Background Regional and segmental changes of the lumbar spine have previously been described as patients transition from standing to sitting; however, alignment changes in the cervical and thoracic spine have yet to be investigated. So, the aim of this study was to assess cervical and thoracic regional and segmental changes in patients with thoracolumbar deformity versus a nondeformed thoracolumbar spine population.

Methods This study was a retrospective cohort study of a single center's database of full-body stereoradiographic imaging and clinical data. Patients were ≥ 18 years old with nondeformed spines (nondegenerative, nondeformity spinal pathologies) or thoracolumbar deformity (ASD: PI-LL > 10°). Patients were propensity-score matched for age and maximum hip osteoarthritis grade and were stratified by Scoliosis Research Society (SRS)–Schwab classification by PI-LL, SVA, and PT. Patients with lumbar transitional anatomy or fusions were excluded. Outcome measures included changes between standing and sitting in global alignment parameters: sagittal vertical axis (SVA), pelvic incidence minus lumbar lordosis (PI-LL), pelivc tilt (PT), thoracic kyphosis, cervical alignment, cervical SVA, C2-C7 lordosis (CL), T1 slop minus CL (TS-CL), and segmental alignment from C2 to T12. Another analysis was performed using patients with cervical and thoracic segmental measurements.

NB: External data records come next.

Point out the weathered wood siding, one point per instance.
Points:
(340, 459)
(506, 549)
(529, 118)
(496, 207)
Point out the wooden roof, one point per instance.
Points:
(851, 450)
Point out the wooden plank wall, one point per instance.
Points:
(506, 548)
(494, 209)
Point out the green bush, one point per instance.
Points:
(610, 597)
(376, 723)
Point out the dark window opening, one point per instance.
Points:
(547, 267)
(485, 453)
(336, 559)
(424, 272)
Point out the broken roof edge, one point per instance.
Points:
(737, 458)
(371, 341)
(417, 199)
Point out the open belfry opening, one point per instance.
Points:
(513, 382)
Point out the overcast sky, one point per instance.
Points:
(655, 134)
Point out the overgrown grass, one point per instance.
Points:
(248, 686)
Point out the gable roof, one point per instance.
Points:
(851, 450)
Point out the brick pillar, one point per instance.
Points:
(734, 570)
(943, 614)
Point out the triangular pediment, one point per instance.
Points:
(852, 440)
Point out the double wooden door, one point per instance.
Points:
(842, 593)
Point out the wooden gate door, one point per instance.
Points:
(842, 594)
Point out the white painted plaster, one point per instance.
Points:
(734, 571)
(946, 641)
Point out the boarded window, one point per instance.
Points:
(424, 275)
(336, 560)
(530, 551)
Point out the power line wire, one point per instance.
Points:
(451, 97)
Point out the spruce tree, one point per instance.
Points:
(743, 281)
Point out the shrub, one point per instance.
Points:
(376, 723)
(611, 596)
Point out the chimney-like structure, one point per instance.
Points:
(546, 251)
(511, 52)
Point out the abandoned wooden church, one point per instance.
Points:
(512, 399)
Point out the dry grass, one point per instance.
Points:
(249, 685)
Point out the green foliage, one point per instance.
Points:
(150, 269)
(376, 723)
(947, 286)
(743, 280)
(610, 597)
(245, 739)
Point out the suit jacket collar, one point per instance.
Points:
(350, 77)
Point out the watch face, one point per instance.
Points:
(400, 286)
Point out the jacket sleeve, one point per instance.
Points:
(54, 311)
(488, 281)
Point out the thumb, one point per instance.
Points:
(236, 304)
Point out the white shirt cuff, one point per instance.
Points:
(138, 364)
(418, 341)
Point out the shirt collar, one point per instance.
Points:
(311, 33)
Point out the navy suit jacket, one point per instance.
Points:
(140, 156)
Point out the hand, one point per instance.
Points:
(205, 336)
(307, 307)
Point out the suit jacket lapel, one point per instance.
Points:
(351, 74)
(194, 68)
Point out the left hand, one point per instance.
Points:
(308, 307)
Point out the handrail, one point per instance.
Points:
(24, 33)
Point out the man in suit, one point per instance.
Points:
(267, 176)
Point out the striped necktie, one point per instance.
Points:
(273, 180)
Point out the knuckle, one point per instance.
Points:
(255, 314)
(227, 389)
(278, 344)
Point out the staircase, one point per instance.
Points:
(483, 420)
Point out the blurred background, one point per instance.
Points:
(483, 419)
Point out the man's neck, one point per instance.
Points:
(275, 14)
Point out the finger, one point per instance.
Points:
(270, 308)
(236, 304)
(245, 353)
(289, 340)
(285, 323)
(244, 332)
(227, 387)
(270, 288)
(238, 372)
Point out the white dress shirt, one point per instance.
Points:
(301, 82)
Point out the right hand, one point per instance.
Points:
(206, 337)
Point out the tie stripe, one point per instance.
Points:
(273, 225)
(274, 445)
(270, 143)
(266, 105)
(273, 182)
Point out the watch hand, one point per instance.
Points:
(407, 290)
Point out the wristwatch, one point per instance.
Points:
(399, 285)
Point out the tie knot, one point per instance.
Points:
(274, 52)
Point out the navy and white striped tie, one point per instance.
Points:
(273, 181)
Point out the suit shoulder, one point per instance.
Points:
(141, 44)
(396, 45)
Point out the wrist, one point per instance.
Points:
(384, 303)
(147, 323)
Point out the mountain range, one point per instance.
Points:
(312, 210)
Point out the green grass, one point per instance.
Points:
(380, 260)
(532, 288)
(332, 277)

Results A total of 338 patients were included (202 nondeformity, 136 ASD). After propensity-score matching, 162 patients were included (81 nondeformity, 81 ASD). When categorized by SRS-Schwab classification, all nondeformity patients were nonpathologically grouped for PI-LL, SVA, and PT, whereas ASD patients had mix of moderately and markedly deformed modifiers. There were significant differences in pelvic and global spinal alignment changes from standing to sitting between nondeformity and ASD patients, particularly for SVA (nondeformed: 49.5 mm versus ASD: 27.4 mm; P&thinsp;< .001) and PI-LL (20.12° versus 13.01°, P < .001). With application of the Schwab classification system upon the cohort, PI-LL (P = .040) and SVA (P = .007) for severely classified deformity patients had significantly less positional alignment change. In an additional analysis of patients with segmental measurements from C2 to T12, nondeformity patients showed significant mobility of T2-T3 (−0.99° to −0.54°, P = .023), T6-T7 (−3.39° to −2.89°, P = .032), T7-T8 (−2.68° to −2.23°, P = .048), and T10-T11 (0.31° to 0.097°, P = .006) segments from standing to sitting. ASD patients showed mobility of the C6-C7 (1.76° to 3.45°, P < .001) and T11-T12 (0.98° to 0.54°, P = 0.014) from standing to sitting. The degree of mobility between nondeformity and ASD patients was significantly different in C6-C7 (−0.18° versus 1.69°, P = .003), T2-T3 (0.45° versus −0.27°, P = .034), and T10-T11 (0.45° versus −0.30°, P = .001) segments. With application of the Schwab modifier system upon the cohort, mobility was significant in the C6-C7 (nondeformed: 0.18° versus moderately deformed: 2.12° versus markedly deformed: 0.92°, P = .039), T2-T3 (0.45° versus −0.08° versus −0.63°, P = .020), T6-T7 (0.48° versus 0.36° versus −1.85°, P = .007), and T10-T11 (0.45° versus −0.21° versus −0.23°, P = .009) segments.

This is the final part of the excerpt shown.